К чему бы такие Авдотьины слова?.. Спится Мишелю, и новою думою светится его лицо. Но не ведает несмышленыш, что, как океан, безбрежен его будущий путь, и еще не встает в волнении лет тот незримый манящий берег, на который суждено ему первому вступить.

Плыть ему и плыть, все царства музыки мыслью предузнать, а Жар-птицу дома, на родине, добыть и явить миру Русь в ее жар-песнях!

Глава четвертая

Ни свет ни заря в детской подняли возню варакушки. За ними подала недовольный голос Черноголовка, и грянул птичий бунт: «Беспорядки! Который час бьет, а нам ни конопли, ни свежей воды! Не потерпим!»

Мишель проснулся, проворно встал, возился с птицами и все делал так, как всегда, но из задумчивой рассеянности так и не вышел. В детской все шло, казалось, заведенным порядком. А что же случилось вчера? Или сам он переменился?

Когда он спустился вниз, прежде всех повстречался ему дядюшка Афанасий Андреевич.

– Ну, как тебе, старче, господин Крузель пришелся?

Мишель молчит, соображая, о каком таком господине Крузеле говорит дядюшка. Ах да, вчерашней квартет!.. Но до того ли ему вчера было?

– Да что с тобой, старче? – удивленно уставился на племянника Афанасий Андреевич.
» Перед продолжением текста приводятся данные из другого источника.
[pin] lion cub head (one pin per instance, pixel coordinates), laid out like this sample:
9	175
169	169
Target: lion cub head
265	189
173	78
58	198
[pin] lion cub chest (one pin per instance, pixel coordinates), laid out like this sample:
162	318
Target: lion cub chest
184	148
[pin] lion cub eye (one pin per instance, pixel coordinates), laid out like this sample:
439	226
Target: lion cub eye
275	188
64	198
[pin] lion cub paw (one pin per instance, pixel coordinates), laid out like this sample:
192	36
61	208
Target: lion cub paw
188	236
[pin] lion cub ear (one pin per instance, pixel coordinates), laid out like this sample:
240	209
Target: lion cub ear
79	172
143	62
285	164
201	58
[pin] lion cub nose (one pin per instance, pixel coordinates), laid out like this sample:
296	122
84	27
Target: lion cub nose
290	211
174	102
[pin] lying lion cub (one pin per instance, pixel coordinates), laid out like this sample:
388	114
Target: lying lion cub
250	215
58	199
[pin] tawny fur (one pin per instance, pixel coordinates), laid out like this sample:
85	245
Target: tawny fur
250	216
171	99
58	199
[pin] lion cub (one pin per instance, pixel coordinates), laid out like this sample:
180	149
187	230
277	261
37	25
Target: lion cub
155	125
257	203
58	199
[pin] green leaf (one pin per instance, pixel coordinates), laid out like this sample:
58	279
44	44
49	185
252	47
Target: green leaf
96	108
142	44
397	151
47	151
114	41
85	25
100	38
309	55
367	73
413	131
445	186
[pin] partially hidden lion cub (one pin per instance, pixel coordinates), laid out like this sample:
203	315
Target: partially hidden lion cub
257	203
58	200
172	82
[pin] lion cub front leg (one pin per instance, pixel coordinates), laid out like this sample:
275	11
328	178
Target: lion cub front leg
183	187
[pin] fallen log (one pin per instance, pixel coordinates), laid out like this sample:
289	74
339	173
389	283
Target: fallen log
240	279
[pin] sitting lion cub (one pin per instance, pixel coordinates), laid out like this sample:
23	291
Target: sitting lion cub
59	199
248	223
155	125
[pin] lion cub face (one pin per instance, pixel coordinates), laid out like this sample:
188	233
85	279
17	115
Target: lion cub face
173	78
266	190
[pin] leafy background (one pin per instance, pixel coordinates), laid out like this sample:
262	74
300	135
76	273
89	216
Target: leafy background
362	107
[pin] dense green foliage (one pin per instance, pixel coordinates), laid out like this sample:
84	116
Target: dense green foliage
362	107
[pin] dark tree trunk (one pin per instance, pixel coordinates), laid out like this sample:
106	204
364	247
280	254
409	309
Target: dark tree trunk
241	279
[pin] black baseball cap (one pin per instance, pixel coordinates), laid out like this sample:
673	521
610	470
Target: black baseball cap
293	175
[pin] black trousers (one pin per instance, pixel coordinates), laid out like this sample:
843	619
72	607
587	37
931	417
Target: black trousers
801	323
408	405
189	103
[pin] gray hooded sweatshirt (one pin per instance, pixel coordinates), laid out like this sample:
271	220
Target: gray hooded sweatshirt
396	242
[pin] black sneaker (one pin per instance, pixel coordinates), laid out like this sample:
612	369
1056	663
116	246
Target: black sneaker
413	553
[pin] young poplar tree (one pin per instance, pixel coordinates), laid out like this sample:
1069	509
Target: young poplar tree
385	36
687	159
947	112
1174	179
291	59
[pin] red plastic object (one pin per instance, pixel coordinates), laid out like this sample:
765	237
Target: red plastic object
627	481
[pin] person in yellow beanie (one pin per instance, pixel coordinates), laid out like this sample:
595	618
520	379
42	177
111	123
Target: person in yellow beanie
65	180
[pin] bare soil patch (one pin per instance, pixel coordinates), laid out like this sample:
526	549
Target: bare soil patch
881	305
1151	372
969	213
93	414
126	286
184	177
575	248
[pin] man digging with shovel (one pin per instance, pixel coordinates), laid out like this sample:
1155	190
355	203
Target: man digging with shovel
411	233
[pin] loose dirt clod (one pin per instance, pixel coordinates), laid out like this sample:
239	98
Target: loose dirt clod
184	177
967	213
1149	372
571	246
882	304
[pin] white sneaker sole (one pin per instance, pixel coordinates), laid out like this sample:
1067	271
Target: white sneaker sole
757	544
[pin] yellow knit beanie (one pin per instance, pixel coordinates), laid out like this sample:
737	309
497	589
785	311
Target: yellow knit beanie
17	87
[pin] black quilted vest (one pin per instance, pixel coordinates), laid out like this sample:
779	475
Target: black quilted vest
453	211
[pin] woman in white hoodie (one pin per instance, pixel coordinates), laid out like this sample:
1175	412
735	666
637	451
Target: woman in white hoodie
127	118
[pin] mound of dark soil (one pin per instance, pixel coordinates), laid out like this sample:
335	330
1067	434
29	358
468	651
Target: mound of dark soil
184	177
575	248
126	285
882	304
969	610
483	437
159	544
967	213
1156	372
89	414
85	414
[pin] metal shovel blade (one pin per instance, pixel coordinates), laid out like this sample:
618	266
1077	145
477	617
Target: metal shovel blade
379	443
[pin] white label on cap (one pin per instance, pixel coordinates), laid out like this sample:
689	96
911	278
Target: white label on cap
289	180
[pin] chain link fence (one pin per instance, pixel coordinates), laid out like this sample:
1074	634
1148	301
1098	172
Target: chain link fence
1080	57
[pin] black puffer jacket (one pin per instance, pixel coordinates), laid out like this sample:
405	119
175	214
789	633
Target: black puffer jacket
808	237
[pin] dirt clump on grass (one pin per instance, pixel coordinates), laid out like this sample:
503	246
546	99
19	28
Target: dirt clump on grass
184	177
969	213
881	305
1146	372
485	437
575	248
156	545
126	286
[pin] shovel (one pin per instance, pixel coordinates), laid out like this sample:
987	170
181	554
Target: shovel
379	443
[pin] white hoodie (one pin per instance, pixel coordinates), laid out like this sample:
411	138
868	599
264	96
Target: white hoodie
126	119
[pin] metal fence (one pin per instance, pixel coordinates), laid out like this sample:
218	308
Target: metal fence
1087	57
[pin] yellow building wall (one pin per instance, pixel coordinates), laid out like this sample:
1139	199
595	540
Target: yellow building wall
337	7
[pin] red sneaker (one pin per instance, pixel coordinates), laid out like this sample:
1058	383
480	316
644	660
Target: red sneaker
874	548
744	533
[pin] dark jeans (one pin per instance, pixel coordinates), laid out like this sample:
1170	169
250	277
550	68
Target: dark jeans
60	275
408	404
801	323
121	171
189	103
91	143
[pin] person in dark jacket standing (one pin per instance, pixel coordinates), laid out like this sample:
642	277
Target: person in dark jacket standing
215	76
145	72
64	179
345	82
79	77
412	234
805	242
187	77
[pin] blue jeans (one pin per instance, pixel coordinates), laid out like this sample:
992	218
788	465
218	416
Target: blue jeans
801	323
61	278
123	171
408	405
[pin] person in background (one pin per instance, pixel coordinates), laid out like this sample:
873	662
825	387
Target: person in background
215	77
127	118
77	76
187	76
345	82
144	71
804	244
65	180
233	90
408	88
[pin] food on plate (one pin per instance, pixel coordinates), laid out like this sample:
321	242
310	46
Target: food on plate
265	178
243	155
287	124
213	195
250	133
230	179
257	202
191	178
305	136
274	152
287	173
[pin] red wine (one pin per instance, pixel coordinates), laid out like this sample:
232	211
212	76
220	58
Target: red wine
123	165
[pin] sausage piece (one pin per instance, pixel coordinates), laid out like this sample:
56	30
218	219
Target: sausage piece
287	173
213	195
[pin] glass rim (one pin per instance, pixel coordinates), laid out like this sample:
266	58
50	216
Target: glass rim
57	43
– Со мной, дядюшка? Право, ничего!..

Как расскажешь дядюшке, какие вчера творились чудеса? Расскажи ему про Жар-птицу, а он, пожалуй, Григория кликнет: «Григорий, вернуть беглянку! Конных и пеших в погоню нарядить, Жар-птицу живую или мертвую в оркестр доставить!..» А Григорий, поди, еще на каблуках повернется: «Слушаюсь, мол, сударь, с лету ее за пюпитру усадим!» И пойдет…

У Мишеля нет сегодня никакой охоты на шмаковские представления. Странное томительно-сладостное состояние не покидало его и в следующие дни. Мальчик был рассеян во всем, что не касалось музыки. А тут, как на грех, в Новоспасское вернулся батюшкин архитектор, и Мишелю пришлось взяться за карандаши. На одном картоне обозначилась Зевсова голова, на другом Мишель начал какой-то пейзаж. Начал – и задумался: а что если бы перенести на картон музыку?

Вспомнилось, как пытался когда-то изобразить на картинке колокольный звон и поющих стрижей, – а музыку как нарисовать?.. Еще глубже задумался и не заметил, как сместил на рисунке перспективу, а ретушь превратилась в беспомощную грязь.

– Экая, брат, у тебя чепуха пошла, а? – удивился рисовальный учитель. – Куда такое годится?

Мишель тоже посмотрел на пейзаж, но так равнодушно, будто это совсем его не касалось.

– Чепуха? – переспросил он и немедленно согласился: – И впрямь чепуха…

– Да что с тобой, дружище?

Учитель взял карандаш, хотел подправить рисунок и отказался: такой мазни не исправишь. Подменили Мишеля, что ли? Веселому зодчему не приходят в голову квартеты Крузеля. Но Варвару Федоровну он кое в чем давно подозревает. И не зря!

Работать бы Мишелю карандашом – ведь талант! Скоро бы и за кисть взяться! А его за музыку сажают, дурят ему голову всякой дребеденью. И все Варвара Федоровна, все она, царевна-несмеяна, все она, тихоня!.. Упражняла бы девиц – тех все равно замуж выдавать, так ведь нет прицепилась к Мишелю.